The milestones have been plentiful for two-year-old previously conjoined twins, Jadon and Anias McDonald, and on September 2, they added a new one to their growing list... going home.
Admitted to Blythedale’s Infant and Toddler Unit for nearly nine months, the boys were all smiles as parents Nicole and Christian buckled them into separate car seats, along with big brother Aza, for the ride to their new home in Orange County.
“This day is bittersweet, because I will miss them,” said Dr. Dennis Davidson, Chief of Blythedale's Infant and Toddler Unit. “I think you just have to look at the results here of this amazing journey that has occurred for both boys and recognize that it couldn’t have been done without the tremendous round-the-clock care here. It’s been a great team effort and I think the parents have learned a lot. We feel very comfortable now that they’ll be able to go home to a safe environment.”
The boys were admitted to Blythedale in December for comprehensive rehabilitation following the life-saving surgery to separate them at the Children’s Hospital at Montefiore last fall.
During their admission to Blythedale, the boys have been immersed in a daily regimen of physical, occupational, speech and feeding therapy. This, in addition to complex post-surgical care.
"This was a child who spent his life laying on his back, said Senior Physical Therapist Mara Abrams, of Jadon upon his admission to Blythedale. "It was very daunting at first. All of a sudden, his whole world changed, and it was painful and difficult, and it took time for him to visually accept that he had to come to a vertical world. He had to deal with no strength in his neck and all the effects of gravity. Now he loves therapy. He pulls to standing and moves alongside furniture. I feel very lucky, as though I've been placed in a position of great opportunity to be a part of these success stories."

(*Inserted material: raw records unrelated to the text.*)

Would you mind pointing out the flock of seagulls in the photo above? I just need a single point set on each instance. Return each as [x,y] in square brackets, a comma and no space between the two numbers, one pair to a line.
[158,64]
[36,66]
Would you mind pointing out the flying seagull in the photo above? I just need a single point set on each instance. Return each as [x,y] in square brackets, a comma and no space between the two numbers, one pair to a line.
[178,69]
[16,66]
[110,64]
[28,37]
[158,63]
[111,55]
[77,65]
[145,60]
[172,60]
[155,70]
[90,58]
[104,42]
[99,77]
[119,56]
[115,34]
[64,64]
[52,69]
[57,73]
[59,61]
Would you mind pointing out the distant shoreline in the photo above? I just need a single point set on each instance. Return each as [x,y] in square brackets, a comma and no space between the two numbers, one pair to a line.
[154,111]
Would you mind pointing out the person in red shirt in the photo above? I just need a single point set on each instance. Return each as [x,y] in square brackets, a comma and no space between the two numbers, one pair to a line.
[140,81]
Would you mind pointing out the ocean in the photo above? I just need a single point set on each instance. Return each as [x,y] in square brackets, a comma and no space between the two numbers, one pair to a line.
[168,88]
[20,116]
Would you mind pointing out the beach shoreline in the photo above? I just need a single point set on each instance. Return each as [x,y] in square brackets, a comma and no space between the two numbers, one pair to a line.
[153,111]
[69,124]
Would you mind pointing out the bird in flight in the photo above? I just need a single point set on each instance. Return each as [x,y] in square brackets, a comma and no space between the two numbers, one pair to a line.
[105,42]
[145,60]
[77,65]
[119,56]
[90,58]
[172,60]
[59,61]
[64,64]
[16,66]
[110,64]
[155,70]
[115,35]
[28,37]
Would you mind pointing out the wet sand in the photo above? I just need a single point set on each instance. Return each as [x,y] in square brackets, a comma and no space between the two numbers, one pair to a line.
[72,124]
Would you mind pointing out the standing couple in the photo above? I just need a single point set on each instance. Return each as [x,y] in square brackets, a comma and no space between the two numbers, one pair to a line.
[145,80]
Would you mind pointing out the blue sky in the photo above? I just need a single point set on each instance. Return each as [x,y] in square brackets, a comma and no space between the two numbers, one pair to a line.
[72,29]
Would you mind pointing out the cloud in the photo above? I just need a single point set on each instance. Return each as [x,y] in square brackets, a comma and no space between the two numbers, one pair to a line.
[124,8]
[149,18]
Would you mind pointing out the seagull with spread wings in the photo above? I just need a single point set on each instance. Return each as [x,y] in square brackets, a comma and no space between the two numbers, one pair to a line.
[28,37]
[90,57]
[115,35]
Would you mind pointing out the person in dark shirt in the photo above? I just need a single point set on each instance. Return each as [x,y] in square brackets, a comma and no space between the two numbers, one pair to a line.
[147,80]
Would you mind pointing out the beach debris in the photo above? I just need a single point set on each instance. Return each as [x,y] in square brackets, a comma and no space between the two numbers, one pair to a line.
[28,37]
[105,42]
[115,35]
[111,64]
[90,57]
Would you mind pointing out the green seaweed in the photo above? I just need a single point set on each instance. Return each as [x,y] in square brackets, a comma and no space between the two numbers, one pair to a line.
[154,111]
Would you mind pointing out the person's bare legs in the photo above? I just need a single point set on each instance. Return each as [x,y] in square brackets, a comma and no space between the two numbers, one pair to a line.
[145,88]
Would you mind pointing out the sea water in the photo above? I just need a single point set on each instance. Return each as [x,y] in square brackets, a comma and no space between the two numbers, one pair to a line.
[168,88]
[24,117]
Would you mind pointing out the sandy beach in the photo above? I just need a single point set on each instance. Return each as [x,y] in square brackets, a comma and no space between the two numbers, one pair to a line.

Anias' physical therapist shared similar sentiments. "Initially, for Anias, there was a lot he couldn't handle," said Senior Physical Therapist Maureen Carroll.

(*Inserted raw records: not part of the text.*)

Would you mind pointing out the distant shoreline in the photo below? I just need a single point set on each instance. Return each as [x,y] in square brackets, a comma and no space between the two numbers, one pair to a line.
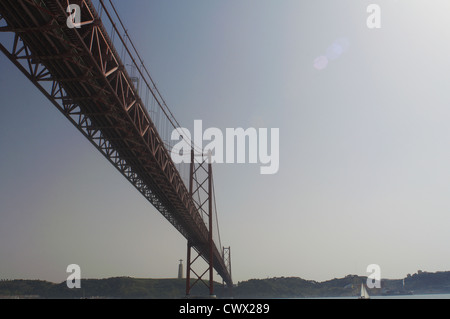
[421,283]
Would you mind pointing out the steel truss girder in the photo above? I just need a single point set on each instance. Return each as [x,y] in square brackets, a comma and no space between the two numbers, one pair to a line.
[103,104]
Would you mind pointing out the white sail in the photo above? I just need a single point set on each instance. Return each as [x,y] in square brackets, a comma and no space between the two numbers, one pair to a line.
[364,293]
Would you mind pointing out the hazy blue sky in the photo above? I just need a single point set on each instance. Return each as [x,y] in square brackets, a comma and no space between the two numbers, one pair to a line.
[364,157]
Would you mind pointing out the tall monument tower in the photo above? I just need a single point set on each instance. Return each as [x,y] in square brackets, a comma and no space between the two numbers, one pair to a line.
[180,269]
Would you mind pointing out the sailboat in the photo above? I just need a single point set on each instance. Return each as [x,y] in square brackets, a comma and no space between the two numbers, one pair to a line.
[364,293]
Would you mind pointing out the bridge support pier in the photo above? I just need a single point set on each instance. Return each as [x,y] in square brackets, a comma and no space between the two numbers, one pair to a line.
[209,198]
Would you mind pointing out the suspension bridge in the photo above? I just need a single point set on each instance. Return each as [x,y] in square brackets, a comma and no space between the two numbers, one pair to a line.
[85,62]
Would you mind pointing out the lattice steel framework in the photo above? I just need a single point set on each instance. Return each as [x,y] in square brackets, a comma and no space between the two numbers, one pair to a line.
[80,72]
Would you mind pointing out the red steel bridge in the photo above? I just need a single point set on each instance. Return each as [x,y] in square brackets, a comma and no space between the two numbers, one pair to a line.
[99,82]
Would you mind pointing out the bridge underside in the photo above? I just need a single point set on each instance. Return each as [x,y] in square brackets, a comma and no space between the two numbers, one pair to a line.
[80,72]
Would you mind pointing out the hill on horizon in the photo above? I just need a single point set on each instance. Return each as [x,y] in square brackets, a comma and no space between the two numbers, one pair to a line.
[281,287]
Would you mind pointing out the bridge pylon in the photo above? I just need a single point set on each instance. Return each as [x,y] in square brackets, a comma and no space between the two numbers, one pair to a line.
[200,175]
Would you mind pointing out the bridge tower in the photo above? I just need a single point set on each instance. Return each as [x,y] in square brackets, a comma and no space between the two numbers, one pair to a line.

"Now you can see his head and trunk control, when he transitions from one position to another. The motivation to move is huge. If he wants something, he's going to get it. The journey has been beyond amazing. I'm confident we are going to see great things from him."
Arranging for the boys' discharge required detailed coordination to ensure a safe and smooth transition to home. This included ordering medical equipment, such as a feeding pump, pulse oximeter, and supplemental oxygen, as well as arranging in-home nursing care and getting community resources in place for the family.

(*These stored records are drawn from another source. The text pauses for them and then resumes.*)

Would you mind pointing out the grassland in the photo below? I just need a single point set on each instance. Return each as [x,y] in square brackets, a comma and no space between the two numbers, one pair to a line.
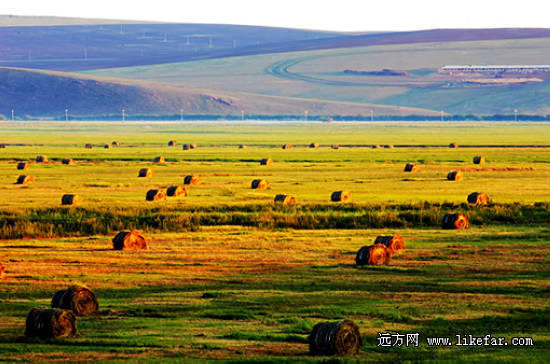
[251,290]
[318,74]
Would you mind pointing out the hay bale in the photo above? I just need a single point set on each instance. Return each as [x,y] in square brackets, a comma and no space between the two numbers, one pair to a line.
[23,165]
[175,191]
[155,195]
[340,196]
[335,338]
[455,221]
[191,179]
[377,254]
[50,323]
[411,167]
[78,299]
[69,199]
[455,176]
[145,172]
[266,162]
[129,240]
[25,180]
[394,243]
[285,199]
[479,198]
[479,159]
[259,184]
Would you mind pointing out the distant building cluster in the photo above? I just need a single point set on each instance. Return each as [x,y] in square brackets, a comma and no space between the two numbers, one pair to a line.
[451,69]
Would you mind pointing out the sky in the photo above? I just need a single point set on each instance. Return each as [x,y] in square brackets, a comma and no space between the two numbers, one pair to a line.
[338,15]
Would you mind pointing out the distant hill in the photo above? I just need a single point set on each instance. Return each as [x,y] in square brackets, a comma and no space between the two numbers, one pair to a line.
[88,44]
[33,93]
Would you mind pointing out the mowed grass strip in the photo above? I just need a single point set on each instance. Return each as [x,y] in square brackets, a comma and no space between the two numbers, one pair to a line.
[248,293]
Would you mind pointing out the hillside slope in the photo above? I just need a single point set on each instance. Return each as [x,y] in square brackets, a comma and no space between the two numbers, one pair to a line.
[35,93]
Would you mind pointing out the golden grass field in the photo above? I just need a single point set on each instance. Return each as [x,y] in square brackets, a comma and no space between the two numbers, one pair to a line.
[252,291]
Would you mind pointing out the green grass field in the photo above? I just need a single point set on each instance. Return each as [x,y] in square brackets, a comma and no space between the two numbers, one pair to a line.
[227,277]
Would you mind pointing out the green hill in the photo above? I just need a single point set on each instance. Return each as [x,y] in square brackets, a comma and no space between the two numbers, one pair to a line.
[47,94]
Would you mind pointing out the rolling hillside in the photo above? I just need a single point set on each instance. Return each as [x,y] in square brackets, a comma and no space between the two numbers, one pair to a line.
[33,93]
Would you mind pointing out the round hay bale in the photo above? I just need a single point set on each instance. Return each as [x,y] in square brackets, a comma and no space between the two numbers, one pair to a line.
[129,240]
[69,199]
[145,172]
[259,184]
[78,299]
[335,338]
[377,254]
[175,191]
[479,159]
[50,323]
[23,165]
[455,221]
[285,200]
[155,195]
[394,243]
[191,179]
[455,176]
[340,196]
[25,180]
[411,167]
[479,198]
[266,162]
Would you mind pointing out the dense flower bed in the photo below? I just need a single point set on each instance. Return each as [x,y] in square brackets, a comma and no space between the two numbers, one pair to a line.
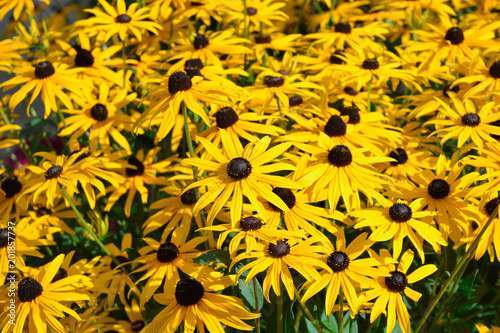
[263,165]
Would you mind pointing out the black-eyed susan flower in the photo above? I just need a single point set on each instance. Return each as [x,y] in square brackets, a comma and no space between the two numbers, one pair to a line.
[195,303]
[399,220]
[38,297]
[347,271]
[278,256]
[389,289]
[175,213]
[54,172]
[141,171]
[49,79]
[162,262]
[118,21]
[207,47]
[344,173]
[167,97]
[239,172]
[101,115]
[467,120]
[443,193]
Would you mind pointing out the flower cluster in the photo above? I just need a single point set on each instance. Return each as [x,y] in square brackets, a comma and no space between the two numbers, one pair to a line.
[184,161]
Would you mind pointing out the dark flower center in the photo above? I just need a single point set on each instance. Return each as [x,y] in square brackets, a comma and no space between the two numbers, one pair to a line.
[4,237]
[99,112]
[11,187]
[446,88]
[335,127]
[340,156]
[239,168]
[167,252]
[343,27]
[189,197]
[200,41]
[295,100]
[83,58]
[371,64]
[491,206]
[495,70]
[121,260]
[438,189]
[497,124]
[44,70]
[334,59]
[194,63]
[399,155]
[226,117]
[123,18]
[263,39]
[286,195]
[274,81]
[353,113]
[278,250]
[471,119]
[42,211]
[29,289]
[61,274]
[397,282]
[134,56]
[350,91]
[188,292]
[137,326]
[454,35]
[138,164]
[179,81]
[251,11]
[400,212]
[338,261]
[53,172]
[250,223]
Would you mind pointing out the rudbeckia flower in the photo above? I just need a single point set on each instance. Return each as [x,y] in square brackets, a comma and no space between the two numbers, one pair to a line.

According to Jessica Ritchie, the boys' social worker, there are many pieces of the puzzle that have to fall into place in coordinating a discharge of this type.
"It truly takes a village," said Ritchie, explaining that coordination includes home nursing providers, in-home and outpatient rehabilitation therapy providers, agencies providing durable medical equipment and supplies, and connections to behind-the-scenes agencies designed as extra tiers of support and care management to protect the boys' insurance benefits and ensure the availability of ongoing supportive services in the home.
"Nicole and Christian were not only working tirelessly to prepare their home for the twins' arrival, but collaborating with us in facilitating these important connections to set the stage for the boys' continued success at home," she said. "This can be an overwhelming endeavor for families, and our goal is to help do as much as possible to make the process as smooth as possible. I always tell parents that just because they are leaving the Hospital, doesn't mean that they are leaving the supports behind. Nicole knows that she can call us at any time, and her Blythedale village will be here to help them in whatever way we can."
The boys will return to Blythedale for continued outpatient therapy in the coming weeks.